Peaches are among the easiest crops to preserve for long-term use. Peaches may be dehydrated, cooked into jam, frozen or canned in heavy syrup, but one of our favorite methods is pickling. Sweet and sour with warm highlights of cinnamon and cloves, pickled peaches can be served over poultry or pork, as an out-of-the-ordinary sandwich condiment or even spooned over ice cream or yogurt. Whether you are new to pickling or a seasoned pro, pickled peaches are a summer favorite not to be missed.
Ingredients: 5 pounds ripe peaches / 1 lemon / 4 cups sugar / 3 cups white vinegar / 4 cinnamon sticks / 1 tablespoon whole cloves
Start boiling water in a large pot or water bath canner before preparing fruit to seal jars for storage.
Bring a large pot of water to a boil and drop a few peaches at a time into the water for one minute. Blanching will loosen the skins of peaches, making them easier to remove.

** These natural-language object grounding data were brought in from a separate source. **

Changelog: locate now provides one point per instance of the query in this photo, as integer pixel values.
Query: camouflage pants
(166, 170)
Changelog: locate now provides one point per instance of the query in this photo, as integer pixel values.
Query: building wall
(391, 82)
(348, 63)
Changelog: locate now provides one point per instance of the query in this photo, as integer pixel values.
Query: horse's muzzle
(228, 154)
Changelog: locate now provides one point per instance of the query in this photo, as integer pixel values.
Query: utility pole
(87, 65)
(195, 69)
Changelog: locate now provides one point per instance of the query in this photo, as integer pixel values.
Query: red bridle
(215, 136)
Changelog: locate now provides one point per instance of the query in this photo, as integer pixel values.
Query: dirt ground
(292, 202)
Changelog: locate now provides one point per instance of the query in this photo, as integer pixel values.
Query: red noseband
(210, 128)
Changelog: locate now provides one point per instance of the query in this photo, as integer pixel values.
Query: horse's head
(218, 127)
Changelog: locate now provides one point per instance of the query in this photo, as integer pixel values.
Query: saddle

After blanching peaches, immediately place in a bowl of ice water to suspend cooking and make fruit safe for handling.
Peel and cut fruit into slices or halves (depending on preference) and remove the pit. When selecting peaches, choose the freestone variety for a more easily removed pit. Sprinkle with juice of a lemon to prevent browning.

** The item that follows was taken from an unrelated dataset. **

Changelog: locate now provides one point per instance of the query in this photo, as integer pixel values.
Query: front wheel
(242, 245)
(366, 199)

In a large pot, combine 4 cups of sugar, 3 cups of white vinegar, 4 cinnamon sticks and 1 tablespoon cloves and bring to a boil over high heat. These spices will impart rich flavor to the fruit while cooking and will also be packed into canning jars with pickled peaches.
Add peaches to the pickling brine and return to a boil.

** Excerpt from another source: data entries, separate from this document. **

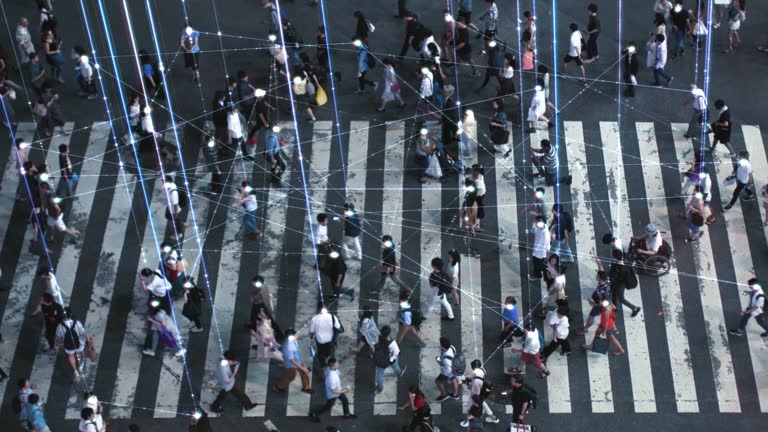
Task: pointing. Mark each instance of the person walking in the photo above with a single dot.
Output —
(293, 365)
(385, 354)
(226, 372)
(743, 176)
(593, 30)
(391, 86)
(389, 265)
(333, 391)
(754, 309)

Reduce heat to medium and simmer for 10 minutes. Peaches will soften and absorb the rich flavor of the brine.
Ladle peaches into 2 quart- or 4 pint-sized sterile canning jars and top with brine, leaving 1/2-inch of headspace. Include 1 or 2 cinnamon sticks in each jar.
Place a new lid on each jar and secure with sterile bands. Place jars in a boiling water bath for 25 minutes to seal.
Remove jars from water bath and allow to cool on the counter. An audible *pop* should indicate jars have successfully sealed. If no *pop* is heard, peaches may not be pantry-safe and should be stored in the refrigerator and used within a month or two. Safely sealed jars may be stored in a cool, dry location for up to a year without significant loss of flavor.